A la mañana siguiente, después del desayuno, se nos ordenó formar otra vez en el Campo de Parada. El General Soto, en compañía de un séquito de oficiales, nos agradeció por el esfuerzo, por la dedicación y el profesionalismo con el que respondimos a nuestro deber militar. Habló de la vocación, de la camaradería, del espíritu de cuerpo y el profesionalismo de los hombres y mujeres de la Fuerza Aérea, de lo orgulloso que estaba de nosotros y de lo contento que estaba el Comandante en Jefe con los resultados del despliegue. Era solo un discurso protocolar, palabras que no tenían mayor sentido para nosotros, que lo único que deseábamos era regresar pronto a nuestros hogares y soportamos de mala gana los casi quince minutos que duró su charla.

El regreso no ocurrió hasta el día siguiente. Volvimos en el mismo orden de vuelos en el que llegamos y, al aterrizar en Quintero, el coronel de la base nos recibió con otro vacío discurso de felicitaciones y halagos. Lo único realmente importante fue que a todos nos dio tres días libres para descansar y reponernos del agotamiento físico y mental que soportamos en el desierto.

Cuando al fin se nos permitió ir a casa, tomé mi mochila llena de ropa sucia y partí casi a la carrera, ansioso de volver a abrazar a mi esposa y a mi pequeña hijita, quienes me recibieron con tanta alegría que los tres nos pusimos a llorar en la puerta, tal como ocurrió en tantas otras casas donde las familias volvían a reencontrarse después de semanas de estar incomunicados.

Aquella noche dormimos los tres juntos. Desperté cuando mi esposa apareció junto a la cama con una bandeja con café y tostadas con palta. Ella y mi hija me miraron con gesto divertido mientras devoraba el desayuno y rieron de buena gana por mi cara cuando descubrí que era la una de la tarde.

Fue por ella que supe que la Haya había sentenciado que la frontera entre Chile y Perú debería ser modificada de forma inapelable. En sus propias palabras “ellos no ganaron mucho y nosotros no perdimos mucho”. Ambos presidentes anunciaron que aceptaban el fallo y con eso la noticia pasó con rapidez a un segundo plano y luego fue desvaneciéndose hasta ser reemplazada por cosas más importantes, como los artistas confirmados para el próximo Festival de Viña.
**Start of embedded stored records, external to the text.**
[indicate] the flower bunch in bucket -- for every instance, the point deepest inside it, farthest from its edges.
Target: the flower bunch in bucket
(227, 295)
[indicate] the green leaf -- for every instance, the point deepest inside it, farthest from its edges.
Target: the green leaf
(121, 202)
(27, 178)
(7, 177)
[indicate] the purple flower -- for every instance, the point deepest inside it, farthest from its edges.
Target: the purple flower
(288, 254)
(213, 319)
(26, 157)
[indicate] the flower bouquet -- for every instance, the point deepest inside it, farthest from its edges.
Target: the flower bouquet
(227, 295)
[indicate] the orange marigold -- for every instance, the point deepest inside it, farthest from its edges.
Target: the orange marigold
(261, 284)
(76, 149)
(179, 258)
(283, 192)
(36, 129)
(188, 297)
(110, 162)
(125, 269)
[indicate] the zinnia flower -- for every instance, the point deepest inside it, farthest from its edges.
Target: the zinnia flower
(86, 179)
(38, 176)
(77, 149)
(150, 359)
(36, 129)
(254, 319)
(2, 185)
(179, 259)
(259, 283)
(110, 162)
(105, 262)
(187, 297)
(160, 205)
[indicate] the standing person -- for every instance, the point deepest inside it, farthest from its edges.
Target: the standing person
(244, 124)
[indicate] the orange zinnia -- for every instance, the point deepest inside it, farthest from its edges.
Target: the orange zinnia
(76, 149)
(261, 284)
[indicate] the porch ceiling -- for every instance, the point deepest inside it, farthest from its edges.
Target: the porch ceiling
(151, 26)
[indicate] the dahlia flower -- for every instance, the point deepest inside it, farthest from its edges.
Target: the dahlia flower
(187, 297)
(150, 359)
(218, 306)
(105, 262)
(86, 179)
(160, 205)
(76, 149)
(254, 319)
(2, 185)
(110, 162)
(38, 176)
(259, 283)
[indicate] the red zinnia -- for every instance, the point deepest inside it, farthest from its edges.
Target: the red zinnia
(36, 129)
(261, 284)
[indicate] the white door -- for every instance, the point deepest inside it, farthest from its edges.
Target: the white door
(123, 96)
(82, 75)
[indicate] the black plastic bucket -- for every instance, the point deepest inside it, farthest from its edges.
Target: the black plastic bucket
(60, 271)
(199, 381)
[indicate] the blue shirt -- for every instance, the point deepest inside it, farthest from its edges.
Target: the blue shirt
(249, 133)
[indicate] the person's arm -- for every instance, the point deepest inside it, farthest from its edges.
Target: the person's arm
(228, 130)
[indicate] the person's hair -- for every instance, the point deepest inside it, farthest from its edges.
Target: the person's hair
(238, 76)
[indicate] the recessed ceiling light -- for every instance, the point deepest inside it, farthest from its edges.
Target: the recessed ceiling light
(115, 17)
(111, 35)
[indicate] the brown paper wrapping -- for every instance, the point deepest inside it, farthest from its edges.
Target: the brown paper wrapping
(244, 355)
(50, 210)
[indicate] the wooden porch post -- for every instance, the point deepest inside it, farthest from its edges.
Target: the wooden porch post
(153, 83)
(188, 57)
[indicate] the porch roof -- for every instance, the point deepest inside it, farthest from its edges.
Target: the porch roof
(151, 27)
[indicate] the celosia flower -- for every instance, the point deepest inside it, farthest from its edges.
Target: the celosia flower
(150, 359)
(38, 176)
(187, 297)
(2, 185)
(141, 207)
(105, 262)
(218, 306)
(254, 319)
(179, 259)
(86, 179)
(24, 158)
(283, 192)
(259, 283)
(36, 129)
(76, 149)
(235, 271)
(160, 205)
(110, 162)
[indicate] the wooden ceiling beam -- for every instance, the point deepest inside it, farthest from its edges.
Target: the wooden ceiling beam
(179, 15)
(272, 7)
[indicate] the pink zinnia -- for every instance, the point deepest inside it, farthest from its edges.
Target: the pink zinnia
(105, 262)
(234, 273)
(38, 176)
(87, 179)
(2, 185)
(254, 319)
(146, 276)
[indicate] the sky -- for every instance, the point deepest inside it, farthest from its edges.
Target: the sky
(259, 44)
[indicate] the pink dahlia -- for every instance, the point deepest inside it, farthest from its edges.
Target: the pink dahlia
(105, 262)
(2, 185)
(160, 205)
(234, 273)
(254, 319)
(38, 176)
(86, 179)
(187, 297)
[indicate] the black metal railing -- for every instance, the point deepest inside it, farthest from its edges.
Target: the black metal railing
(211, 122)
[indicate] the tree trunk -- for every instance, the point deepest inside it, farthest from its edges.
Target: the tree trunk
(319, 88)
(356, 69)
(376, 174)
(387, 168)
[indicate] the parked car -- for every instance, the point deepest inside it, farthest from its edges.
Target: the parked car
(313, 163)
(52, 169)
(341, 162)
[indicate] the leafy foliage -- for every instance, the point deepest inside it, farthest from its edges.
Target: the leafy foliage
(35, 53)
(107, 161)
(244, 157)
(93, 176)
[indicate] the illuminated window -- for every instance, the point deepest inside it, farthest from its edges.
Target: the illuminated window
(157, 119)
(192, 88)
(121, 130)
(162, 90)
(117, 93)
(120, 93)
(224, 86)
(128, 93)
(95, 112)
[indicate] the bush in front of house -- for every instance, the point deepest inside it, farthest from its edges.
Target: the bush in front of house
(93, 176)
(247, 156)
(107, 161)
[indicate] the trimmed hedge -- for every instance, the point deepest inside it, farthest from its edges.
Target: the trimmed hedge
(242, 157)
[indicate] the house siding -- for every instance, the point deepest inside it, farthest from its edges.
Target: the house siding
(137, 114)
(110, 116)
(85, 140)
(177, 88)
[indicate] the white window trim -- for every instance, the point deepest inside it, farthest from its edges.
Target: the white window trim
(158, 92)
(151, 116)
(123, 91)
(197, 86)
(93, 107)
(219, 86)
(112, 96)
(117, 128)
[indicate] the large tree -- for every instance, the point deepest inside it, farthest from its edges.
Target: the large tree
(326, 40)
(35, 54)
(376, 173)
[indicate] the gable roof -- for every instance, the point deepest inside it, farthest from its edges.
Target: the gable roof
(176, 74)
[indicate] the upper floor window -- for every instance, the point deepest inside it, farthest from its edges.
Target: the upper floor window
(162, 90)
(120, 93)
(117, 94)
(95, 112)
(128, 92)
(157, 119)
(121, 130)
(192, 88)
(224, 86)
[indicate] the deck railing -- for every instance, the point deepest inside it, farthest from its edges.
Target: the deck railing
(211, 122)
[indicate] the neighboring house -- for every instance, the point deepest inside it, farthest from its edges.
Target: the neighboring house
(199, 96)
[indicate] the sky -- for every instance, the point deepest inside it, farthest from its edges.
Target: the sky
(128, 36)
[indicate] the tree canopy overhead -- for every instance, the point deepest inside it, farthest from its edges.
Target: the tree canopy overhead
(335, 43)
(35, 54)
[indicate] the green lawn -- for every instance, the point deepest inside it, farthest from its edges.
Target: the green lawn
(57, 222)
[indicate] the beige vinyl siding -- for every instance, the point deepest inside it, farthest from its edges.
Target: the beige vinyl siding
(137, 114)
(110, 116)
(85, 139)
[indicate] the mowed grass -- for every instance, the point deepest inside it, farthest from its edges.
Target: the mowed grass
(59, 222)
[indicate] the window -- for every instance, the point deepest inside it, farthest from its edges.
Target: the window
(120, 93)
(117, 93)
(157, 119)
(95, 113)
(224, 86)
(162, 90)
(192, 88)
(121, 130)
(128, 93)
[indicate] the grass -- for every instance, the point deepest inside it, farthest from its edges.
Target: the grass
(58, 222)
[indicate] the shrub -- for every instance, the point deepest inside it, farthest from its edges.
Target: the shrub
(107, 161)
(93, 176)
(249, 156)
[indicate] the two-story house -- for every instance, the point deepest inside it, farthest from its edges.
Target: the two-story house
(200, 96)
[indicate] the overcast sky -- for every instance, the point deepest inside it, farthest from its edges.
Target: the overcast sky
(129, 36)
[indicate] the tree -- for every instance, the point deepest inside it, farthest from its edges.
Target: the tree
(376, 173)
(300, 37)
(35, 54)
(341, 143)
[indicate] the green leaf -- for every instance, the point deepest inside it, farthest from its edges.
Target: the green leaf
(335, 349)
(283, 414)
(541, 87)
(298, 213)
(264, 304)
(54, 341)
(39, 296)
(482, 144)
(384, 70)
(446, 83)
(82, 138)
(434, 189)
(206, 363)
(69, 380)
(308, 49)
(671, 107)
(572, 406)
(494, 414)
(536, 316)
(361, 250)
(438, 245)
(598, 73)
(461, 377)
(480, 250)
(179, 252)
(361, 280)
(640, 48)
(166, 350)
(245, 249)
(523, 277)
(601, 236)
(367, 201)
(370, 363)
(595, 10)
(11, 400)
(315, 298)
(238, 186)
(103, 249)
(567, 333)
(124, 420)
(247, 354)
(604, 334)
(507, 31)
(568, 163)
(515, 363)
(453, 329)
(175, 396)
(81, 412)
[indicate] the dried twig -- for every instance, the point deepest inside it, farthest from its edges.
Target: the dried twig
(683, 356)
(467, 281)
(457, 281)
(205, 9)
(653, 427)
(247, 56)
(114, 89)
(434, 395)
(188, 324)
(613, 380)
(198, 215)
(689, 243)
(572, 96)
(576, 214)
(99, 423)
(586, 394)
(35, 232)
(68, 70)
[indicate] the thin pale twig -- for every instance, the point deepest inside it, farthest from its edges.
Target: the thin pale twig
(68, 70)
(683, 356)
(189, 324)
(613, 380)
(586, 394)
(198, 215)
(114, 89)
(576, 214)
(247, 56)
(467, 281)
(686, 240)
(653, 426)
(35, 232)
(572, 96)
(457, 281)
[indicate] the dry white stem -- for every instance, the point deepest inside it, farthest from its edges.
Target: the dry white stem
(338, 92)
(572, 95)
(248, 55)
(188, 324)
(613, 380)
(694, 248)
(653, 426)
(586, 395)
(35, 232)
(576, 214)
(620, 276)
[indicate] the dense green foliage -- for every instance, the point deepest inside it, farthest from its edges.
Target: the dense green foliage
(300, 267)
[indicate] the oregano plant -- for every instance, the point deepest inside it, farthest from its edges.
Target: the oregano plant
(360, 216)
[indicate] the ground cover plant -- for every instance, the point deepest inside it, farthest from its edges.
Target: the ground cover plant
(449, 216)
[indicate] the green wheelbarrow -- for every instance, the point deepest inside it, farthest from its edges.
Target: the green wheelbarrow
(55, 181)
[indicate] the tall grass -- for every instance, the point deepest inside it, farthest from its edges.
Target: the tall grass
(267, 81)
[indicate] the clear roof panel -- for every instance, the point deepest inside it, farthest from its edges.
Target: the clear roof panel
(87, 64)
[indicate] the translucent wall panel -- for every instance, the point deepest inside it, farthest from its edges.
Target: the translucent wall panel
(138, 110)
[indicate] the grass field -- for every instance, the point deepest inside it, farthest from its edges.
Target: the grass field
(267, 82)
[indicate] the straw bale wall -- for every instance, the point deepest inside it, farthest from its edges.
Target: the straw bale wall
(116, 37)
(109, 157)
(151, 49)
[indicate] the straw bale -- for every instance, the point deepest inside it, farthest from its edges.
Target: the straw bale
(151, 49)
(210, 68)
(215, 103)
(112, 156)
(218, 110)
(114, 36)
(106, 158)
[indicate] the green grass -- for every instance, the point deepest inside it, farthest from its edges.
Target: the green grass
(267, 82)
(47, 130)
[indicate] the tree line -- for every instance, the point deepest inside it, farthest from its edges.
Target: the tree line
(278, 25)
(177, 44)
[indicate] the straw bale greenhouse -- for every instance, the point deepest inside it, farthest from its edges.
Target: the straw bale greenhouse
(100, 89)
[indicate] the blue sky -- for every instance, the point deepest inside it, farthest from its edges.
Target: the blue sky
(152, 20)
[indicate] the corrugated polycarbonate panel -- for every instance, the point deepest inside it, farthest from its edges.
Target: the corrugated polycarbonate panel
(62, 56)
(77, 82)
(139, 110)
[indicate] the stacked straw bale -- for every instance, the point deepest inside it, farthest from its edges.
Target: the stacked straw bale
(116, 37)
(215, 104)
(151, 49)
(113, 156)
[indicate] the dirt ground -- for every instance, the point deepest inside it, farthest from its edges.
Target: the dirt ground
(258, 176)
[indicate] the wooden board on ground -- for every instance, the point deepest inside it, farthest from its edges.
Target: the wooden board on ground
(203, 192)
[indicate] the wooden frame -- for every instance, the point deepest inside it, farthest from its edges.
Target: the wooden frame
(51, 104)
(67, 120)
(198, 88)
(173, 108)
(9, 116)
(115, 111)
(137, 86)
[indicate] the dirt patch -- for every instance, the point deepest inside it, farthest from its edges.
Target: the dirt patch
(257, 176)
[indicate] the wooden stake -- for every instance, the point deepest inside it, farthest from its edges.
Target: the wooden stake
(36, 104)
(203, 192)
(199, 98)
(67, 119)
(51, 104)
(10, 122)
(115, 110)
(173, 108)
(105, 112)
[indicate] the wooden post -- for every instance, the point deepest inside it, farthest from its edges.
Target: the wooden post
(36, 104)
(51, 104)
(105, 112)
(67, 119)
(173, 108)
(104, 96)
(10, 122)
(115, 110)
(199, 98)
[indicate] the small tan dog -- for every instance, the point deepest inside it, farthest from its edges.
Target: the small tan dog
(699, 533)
Y cuando pasaron los tres días de descanso y volví a ponerme el uniforme para ir a trabajar, ya no quedaba el menor rastro de lo cerca que estuvimos de una nueva guerra contra nuestros vecinos del norte. Solo quedaban los recuerdos de lo ocurrido durante esas semanas y los ocasionales sueños en los que me encontraba sentado en mi puesto de tiro, esperando el ataque de un avión que sabía que jamás vería venir.

Con el pasar de los meses, incluso eso quedó atrás.